Climate change brings the UK’s hidden past to the surface
Ars Technica 2018-08-01

Enlarge / Crop marks trace the circular boundaries of a prehistoric settlement, with the faint outlines of a Roman villa inside. (credit: Crown Copyright: Royal Commission on the Ancient and Historical Monuments of Wales)
In southern Wales’ Vale of Glamorgan, archaeologists flying over a prehistoric settlement they had previously studied got a surprise: the ghostly outline of a Roman villa on the ground inside the older settlement’s boundaries. “We know of Roman villas built within prehistoric settlements elsewhere,” the Royal Commission on the Ancient and Historical Monuments of Wales wrote in a published statement, “but this is a new example.”
Other new discoveries have been popping up across the British Isles over the last few weeks. An atmospheric high pressure system parked over Scandinavia has made the weather hotter and drier than usual across much of northern Europe. The resultant drought creates the perfect conditions for what archaeologists call “crop marks.”
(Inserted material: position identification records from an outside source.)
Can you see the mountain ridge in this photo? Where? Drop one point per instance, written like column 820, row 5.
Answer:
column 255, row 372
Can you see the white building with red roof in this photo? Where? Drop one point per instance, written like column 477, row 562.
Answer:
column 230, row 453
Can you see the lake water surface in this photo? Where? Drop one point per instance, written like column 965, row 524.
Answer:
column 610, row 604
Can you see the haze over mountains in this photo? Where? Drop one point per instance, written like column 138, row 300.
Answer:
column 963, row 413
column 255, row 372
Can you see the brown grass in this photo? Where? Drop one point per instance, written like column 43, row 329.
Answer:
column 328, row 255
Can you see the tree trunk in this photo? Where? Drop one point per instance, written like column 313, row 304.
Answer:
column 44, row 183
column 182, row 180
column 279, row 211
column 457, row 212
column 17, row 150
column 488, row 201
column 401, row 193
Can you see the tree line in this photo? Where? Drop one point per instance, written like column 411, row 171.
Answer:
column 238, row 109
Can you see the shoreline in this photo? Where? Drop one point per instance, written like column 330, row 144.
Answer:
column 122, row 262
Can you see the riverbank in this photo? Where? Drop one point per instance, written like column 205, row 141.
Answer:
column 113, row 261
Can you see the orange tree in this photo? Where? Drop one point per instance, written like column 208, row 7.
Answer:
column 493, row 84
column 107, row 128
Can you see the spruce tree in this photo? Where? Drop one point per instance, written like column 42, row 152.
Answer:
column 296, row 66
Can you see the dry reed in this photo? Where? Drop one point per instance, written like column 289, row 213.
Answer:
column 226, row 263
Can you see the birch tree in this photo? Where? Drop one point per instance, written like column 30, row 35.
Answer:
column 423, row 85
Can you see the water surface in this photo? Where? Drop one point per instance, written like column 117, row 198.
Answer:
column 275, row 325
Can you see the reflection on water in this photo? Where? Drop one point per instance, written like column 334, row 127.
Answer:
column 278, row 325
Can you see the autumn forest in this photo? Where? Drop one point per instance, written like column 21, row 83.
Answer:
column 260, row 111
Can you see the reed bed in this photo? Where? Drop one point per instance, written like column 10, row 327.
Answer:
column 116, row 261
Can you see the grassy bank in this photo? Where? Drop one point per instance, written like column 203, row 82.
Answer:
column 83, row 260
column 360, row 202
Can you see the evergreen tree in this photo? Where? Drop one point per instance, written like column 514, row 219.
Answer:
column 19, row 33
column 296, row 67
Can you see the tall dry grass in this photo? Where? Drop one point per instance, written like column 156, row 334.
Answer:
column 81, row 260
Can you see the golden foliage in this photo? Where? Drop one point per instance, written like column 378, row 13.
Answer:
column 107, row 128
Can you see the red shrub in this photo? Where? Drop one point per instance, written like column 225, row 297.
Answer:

Stone walls or foundations buried beneath a modern landscape tend to absorb more heat than the soil around them. The heat that those buried stones radiate can bake the soil above to a lighter color, so the outlines of ancient buildings and fences show up on the parched surface of modern lawns and fields. The shapes of centuries-old garden beds and paths have emerged from the lawns of several old estates in the UK. At Gawthorpe Hall in Lancashire, the shapes included some details no one had seen before that may be the ruins of even older gardens, dating back to the reign of Elizabeth I.